The Jig


No artist has ethical sympathies. An ethical sympathy in an artist is an unpardonable mannerism of style. …. Vice and virtue are to the artist materials for an art. -          Oscar Wilde (Preface to ‘The Picture of Dorian Gray’)


This film is a hit or miss.

One ought not to talk about its sequences, references, camera, sound and what not,  on even terms without addressing the elephant in the room – the complete abandonment midway of what the central character was thus far. The film’s “descent” into the absurd, the farcical shift in tone – can make or break the film. It cannot be talked of as a minor point, say a mild niggle and shift over to appreciating some nuances in the film-making.

You either buy it as a deliberate choice of an artist or a facetious irresponsibility of an amateur, who is learning the ropes. And all evidence of the so-called ‘new wave’ of young filmmakers do urge one to side with the latter. However, I think there is reason enough to believe this is a case of the former. And just that opens up a whole new avenue of reading what the film was trying to do.

Thus, what follows may thus be an indulgent over-reading.  You have been warned:

First off, I am guilty of a high crime of art-appreciation: evaluating a work of art using a lot of evidence outside the work of art itself. 

MasterChef
Like the last half an hour of Manmadhan Ambu. The best screenwriter Tamil cinema ever produced, opens up the film there. He is actively planning on screen, how the denouement would play out. The characters creating along with him, strengthening the silly story being cooked up for a one-man audience. Questions are asked about ‘motivations’ of characters by other characters who will play the said characters, the ‘director’ is exasperated at unnecessary characters being introduced in the last moment.. and so on. For one to not have been put-off by the abrupt change in tone, required one to be able to hear Kamal saying, “stay with me here, I am on to something”

Baradwaj Rangan sighed on behalf of the audience and asked (sic) “what are we supposed to do with all the emotional investment we have made in the characters thus far?” Well, I feel that was a question the filmmaker himself was putting out there at that stage– and faith proceeds from his larger body of work.

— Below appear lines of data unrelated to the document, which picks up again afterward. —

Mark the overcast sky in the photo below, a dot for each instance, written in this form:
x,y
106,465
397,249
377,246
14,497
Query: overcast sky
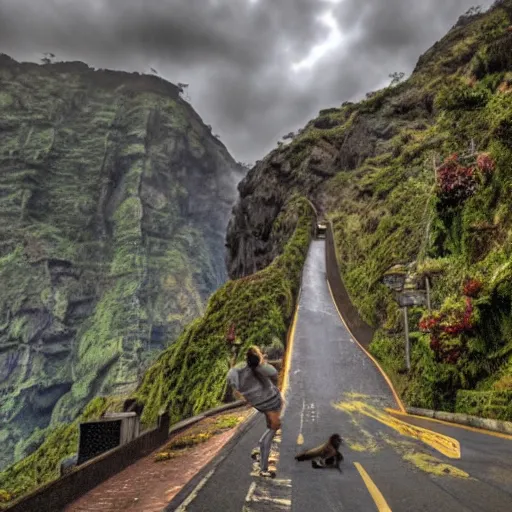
x,y
257,69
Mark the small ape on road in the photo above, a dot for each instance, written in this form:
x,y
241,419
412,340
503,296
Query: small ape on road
x,y
326,455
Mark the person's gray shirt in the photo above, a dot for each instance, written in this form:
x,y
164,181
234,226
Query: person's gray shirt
x,y
247,384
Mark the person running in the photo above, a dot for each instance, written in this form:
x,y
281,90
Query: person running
x,y
256,382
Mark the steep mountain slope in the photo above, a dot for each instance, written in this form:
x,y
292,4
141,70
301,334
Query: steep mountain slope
x,y
114,200
190,375
385,173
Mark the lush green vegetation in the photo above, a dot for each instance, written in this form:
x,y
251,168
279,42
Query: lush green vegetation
x,y
450,223
43,465
399,196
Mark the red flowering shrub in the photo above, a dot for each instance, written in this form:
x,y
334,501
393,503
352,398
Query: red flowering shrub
x,y
485,163
446,330
457,182
472,287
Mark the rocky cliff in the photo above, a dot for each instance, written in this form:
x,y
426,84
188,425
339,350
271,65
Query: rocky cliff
x,y
416,176
114,201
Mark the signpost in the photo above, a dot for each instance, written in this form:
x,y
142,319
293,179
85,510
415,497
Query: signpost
x,y
395,279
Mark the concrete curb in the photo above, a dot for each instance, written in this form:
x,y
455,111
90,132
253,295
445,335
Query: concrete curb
x,y
505,427
177,427
189,488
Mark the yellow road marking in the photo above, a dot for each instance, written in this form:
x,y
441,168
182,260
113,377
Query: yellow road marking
x,y
289,349
386,378
501,435
379,500
446,445
430,464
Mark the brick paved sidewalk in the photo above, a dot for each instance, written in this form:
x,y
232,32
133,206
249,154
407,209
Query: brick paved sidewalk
x,y
148,486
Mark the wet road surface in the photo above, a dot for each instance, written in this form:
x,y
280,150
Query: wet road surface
x,y
392,462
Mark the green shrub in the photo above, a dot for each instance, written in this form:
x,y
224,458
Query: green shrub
x,y
487,404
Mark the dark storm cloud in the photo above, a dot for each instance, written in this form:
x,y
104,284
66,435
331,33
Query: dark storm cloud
x,y
237,55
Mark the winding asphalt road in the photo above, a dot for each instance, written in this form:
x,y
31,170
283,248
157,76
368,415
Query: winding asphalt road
x,y
390,463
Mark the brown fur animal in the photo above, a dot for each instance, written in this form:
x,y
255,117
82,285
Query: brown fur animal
x,y
326,455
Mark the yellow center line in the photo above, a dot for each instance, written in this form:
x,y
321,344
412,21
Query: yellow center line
x,y
446,445
379,500
289,349
501,435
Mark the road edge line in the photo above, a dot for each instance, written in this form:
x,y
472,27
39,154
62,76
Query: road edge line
x,y
386,378
377,496
289,350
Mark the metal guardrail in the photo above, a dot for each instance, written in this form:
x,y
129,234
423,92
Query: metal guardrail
x,y
359,328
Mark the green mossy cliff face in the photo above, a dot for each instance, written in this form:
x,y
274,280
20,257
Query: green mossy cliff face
x,y
190,375
369,167
114,200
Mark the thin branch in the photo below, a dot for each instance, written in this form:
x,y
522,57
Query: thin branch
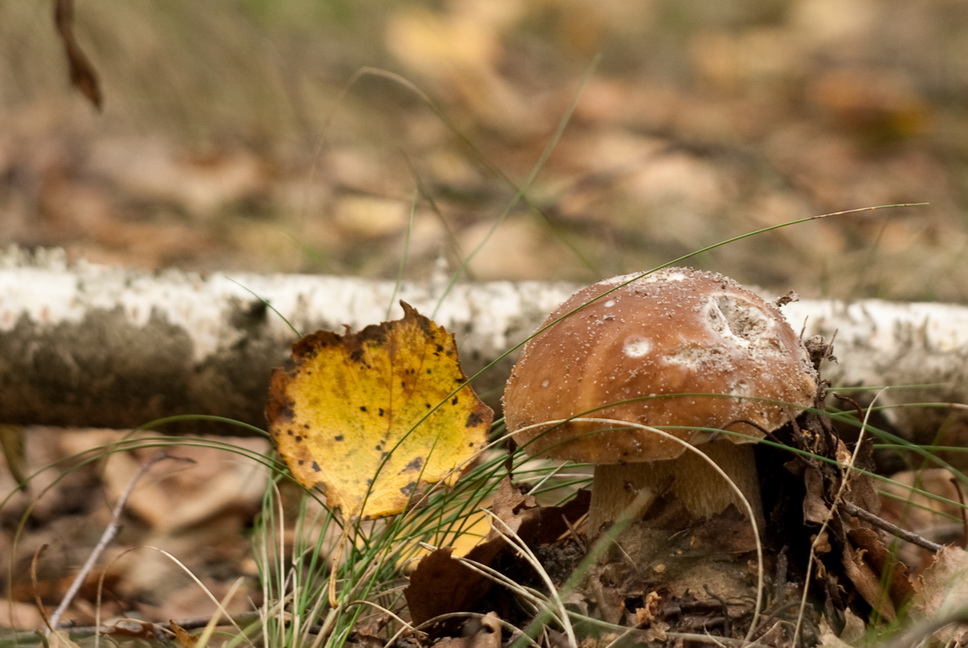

Methinks we should be less bashful about saying so.

To give a popular example: one does watch Chris Nolan film and see those probing questions about the nature of identity: Is it memory, is it what you are willing to mutilate yourself for, in to be perceived as, is it pain of what you can never been sure of chosen of what you are sure of is an illusion, albeit a comforting one? The context exists before you even watch the next film as you know these are his concerns.

Prior Art

While I haven’t seen KarthikSubbaraj’s Pizza, I’ve seen one shortfilm of his.
Tamil shortfilms are a largely exasperating subculture that sharpen the ability to create immediate payoffs – honing the craftsman while muffling the artist (says a T20 hater, so caveat emptor!). However this one, while still retaining the format of a ‘twist’ – seemed to have – to use a bombastic term: artistic ambition.

I see that it has been taken down and so I’ll have to give it away: a surreal story, where those who are captured by a photographer (played by Simha, who plays the gangster Sethu in this film) fall dead. Life material captured, reduced as per the artist’s vision and then ceasing to have any relevance (is how I capture and reduce the film in one sentence).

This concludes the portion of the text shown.